Now look at the case when the logs that we took were with base $b$. This would result in:$$x=\frac{\log_b(y)}{\log_b(b)}=\frac{\log_b(y)}{1}=\log_b(y)$$

So taking the log to base $b$ is just a special case that makes the denominator of equation (1) equal to 1. Hope that makes sense.

Answer 5

You said you are comfortable with the following:

$2^{x}=129$

$\implies \log _{2}\left( 129\right) =x$

But where does that method come from?

$2^{x}=129$

$\implies \log_{2}2^x=\log_2 (129)$

$\implies x\log_{2}2=\log_2 (129)$

$\implies x=\log_2 (129)$

Answer 6

All logarithms are proportional to each other. Given $a,b>0$ we have $$ \log_a(y)=k\cdot\log_b(y) $$ for some constant factor $k>0$. This $k$ must simply be defined so that $a^k=b$ for then we see that $$ a^{k\cdot\log_b(y)}=b^{\log_b(y)}=y $$ as required. Now returning to your question, the factor $k$ cancels out whenever dividing logarithms: $$ \frac{\log_a(y)}{\log_a(z)}=\frac{\require{cancel}\cancel{k}\cdot\log_b(y)}{\cancel{k}\cdot\log_b(z)} $$ So in particular we get $$ \log_2(129)=\frac{\log_2(129)}{1}=\frac{\log_3(129)}{\log_3(2)}=\frac{\ln(129)}{\ln(2)}=\frac{\log_a(129)}{\log_a(2)} $$ where the second equality uses that $\log_2(2)=1$. In this way you should see that all the methods you have suggested should lead to the exact same answer! Also we see that any base $a$ would work the same.

Answer 7

Shouldn't taking the equation $2^x=8$ to the base of say $\log_2$ give me a differing value to an equation taken to $\log_4$ ? [...] How is it they all give the value of $x=3$ ?

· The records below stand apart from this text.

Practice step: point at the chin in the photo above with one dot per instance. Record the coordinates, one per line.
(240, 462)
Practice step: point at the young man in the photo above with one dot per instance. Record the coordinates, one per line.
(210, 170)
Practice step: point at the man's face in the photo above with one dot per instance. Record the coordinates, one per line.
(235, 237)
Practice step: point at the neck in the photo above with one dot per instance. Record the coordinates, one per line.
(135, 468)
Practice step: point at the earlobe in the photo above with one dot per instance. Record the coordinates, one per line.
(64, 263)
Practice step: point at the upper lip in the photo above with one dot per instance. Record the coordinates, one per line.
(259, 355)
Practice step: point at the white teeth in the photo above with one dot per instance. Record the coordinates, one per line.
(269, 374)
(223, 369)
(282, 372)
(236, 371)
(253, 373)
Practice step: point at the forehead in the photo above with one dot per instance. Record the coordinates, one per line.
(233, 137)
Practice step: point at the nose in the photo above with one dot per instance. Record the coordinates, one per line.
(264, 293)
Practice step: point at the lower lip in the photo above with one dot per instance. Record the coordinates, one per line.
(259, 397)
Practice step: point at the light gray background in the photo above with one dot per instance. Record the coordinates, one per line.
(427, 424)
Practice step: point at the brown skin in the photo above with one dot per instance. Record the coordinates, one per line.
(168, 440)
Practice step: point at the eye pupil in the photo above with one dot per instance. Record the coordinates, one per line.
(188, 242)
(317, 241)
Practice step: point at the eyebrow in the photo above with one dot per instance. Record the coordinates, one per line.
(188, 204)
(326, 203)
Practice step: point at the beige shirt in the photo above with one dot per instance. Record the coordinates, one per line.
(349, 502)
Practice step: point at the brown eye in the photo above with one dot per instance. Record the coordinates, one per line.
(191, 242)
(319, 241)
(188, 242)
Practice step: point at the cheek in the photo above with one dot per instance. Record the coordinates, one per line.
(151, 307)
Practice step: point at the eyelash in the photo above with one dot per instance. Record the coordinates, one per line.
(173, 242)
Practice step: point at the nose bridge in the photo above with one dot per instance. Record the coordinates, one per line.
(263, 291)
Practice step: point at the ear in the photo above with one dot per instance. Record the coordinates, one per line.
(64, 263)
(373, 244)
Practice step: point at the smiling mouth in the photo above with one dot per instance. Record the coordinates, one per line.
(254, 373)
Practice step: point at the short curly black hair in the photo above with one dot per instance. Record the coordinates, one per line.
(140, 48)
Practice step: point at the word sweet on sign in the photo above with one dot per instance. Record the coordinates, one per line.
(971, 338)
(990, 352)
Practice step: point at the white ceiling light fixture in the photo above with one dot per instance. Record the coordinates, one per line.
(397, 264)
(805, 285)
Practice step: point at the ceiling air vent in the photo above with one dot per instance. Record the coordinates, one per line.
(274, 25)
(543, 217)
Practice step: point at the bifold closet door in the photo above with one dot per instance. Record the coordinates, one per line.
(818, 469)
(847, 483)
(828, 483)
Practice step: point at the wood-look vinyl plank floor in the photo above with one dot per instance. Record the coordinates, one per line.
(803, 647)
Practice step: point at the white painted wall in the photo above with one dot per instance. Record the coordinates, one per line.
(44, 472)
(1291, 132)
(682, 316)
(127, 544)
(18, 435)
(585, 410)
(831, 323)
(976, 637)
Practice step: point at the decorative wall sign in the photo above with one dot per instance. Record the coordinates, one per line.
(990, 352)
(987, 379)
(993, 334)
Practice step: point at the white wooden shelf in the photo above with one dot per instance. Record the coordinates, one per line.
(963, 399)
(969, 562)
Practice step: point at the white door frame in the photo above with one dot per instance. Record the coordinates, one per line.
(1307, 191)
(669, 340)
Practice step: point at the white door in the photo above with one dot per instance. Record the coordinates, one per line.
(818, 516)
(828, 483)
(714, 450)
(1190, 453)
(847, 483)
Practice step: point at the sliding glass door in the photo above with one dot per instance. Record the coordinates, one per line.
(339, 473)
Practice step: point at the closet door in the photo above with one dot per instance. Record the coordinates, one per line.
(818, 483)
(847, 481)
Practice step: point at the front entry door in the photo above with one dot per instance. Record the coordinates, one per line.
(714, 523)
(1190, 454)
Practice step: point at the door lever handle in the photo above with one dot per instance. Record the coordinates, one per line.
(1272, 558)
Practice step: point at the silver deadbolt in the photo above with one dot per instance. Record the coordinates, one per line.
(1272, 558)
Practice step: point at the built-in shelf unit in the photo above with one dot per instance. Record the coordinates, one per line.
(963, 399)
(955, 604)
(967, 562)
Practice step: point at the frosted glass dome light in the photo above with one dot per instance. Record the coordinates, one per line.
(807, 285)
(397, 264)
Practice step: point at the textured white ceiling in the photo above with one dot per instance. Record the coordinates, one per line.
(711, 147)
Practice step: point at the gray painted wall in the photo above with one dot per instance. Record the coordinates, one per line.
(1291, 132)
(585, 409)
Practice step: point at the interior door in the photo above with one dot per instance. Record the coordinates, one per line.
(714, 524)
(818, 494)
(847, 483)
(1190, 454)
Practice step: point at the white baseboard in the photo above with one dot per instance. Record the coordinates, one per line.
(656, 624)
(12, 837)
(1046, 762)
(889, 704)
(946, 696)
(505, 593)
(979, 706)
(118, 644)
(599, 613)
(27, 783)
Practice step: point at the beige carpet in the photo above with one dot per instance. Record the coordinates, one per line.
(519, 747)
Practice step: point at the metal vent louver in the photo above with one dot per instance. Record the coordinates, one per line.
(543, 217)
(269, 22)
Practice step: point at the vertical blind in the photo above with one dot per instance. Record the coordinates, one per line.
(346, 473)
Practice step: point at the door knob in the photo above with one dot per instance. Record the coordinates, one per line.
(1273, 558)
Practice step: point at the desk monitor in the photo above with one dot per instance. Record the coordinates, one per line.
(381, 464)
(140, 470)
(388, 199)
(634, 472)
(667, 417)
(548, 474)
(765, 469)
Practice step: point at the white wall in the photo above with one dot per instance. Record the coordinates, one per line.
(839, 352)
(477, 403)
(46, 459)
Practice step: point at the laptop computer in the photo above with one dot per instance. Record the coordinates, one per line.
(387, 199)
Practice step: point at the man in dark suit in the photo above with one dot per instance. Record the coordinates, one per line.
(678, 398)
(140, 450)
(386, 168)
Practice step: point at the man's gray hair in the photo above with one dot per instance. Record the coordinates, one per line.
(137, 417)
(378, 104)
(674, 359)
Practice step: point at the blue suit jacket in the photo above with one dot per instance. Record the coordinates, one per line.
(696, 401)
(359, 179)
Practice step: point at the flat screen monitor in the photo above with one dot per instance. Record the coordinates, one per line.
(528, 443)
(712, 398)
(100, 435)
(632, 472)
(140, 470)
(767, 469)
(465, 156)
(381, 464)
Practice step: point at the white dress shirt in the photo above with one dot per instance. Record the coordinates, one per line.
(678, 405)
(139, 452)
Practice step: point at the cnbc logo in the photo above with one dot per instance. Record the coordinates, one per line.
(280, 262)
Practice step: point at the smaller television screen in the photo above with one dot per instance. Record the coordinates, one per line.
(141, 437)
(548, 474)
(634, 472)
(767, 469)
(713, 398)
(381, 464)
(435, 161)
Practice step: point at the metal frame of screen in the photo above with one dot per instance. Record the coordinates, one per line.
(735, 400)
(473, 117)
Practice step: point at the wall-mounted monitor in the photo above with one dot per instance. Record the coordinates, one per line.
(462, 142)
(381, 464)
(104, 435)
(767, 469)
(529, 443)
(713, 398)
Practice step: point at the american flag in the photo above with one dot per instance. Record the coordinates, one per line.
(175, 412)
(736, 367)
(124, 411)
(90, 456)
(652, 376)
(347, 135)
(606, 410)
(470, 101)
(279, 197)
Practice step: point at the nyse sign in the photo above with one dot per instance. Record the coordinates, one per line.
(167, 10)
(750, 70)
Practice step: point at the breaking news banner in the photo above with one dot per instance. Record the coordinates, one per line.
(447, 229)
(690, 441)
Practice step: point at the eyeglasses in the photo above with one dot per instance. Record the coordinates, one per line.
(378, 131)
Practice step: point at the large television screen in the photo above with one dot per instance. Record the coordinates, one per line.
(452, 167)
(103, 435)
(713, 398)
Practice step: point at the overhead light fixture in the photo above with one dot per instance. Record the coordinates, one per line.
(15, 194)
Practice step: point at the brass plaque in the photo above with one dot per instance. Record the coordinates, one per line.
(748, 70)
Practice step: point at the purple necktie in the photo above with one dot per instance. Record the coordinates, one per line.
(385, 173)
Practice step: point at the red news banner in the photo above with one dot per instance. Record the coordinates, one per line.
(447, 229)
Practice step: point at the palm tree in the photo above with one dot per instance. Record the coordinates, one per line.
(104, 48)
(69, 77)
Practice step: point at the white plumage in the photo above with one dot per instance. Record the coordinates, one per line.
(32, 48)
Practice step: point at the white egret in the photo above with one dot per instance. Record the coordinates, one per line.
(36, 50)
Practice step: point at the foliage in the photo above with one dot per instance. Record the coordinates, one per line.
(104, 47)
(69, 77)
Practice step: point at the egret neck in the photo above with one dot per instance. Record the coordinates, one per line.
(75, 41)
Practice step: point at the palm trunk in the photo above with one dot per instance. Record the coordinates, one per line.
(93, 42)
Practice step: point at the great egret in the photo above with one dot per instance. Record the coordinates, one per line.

But it does yield different values ! $$\boxed{\log_{\color{blue}a}(2^x)=\log_{\color{blue}a}(8){\color{red}\neq}\log_{\color{green}b}(2^x)=\log_{\color{green}b}(8).}$$ The value of the first pair is different than that of the second one: $$\boxed{x \log_{\color{blue}a}2=3\log_{\color{blue}a}2\ {\color{red}\neq}\ x \log_{\color{green}b}2=3\log_{\color{green}b}2}$$ It's just like asking, how come that $ax=ay$ yields the same result as $bx=by$ , namely that $x=y$ despite the fact that $a\neq b$, and that this holds true for all a, b $\neq0$.

Why is it that if I have an equation $2^x=8$, that taking logs to any base b (where $b>0$) would always give me the same answer for $x$ (i.e., $3$)?

If $A=B$ then $A+X=B+X$ , $A-X=B-X$ , $A\cdot X=B\cdot X$ , $A/X=B/X$ , $A^X=B^X$, $X/A=X/B$ , $X^A=X^B$ , $\sqrt[X]A=\sqrt[X]B$ , $\sqrt[A]X=\sqrt[B]X$ , $\log_XA=\log_XB$ , $\log_AX=\log_BX$, etc. What exactly is it that you find so puzzling or mysterious about it ?

Or perhaps you meant to ask why $\displaystyle{\frac{\log_{\color{red}x}a}{\log_{\color{red}x}b}=\log_ba,\quad\forall\ x\in(0,\infty)\setminus\{1\}}$ . Well, this is as obvious and uninteresting as asking, for instance, why $\displaystyle{\frac{x\cdot a}{x\cdot b}=\frac{a}{b},\quad\forall\ x\neq0}$ .

Answer 8

Consider that the logarithm is an operator which transform $a^x$ to $x \log(a)$. So, if you take the logarithm of both sides, the base does not matter and the result will always be the same. You could even use irrational base ($\pi$, $e$, ...).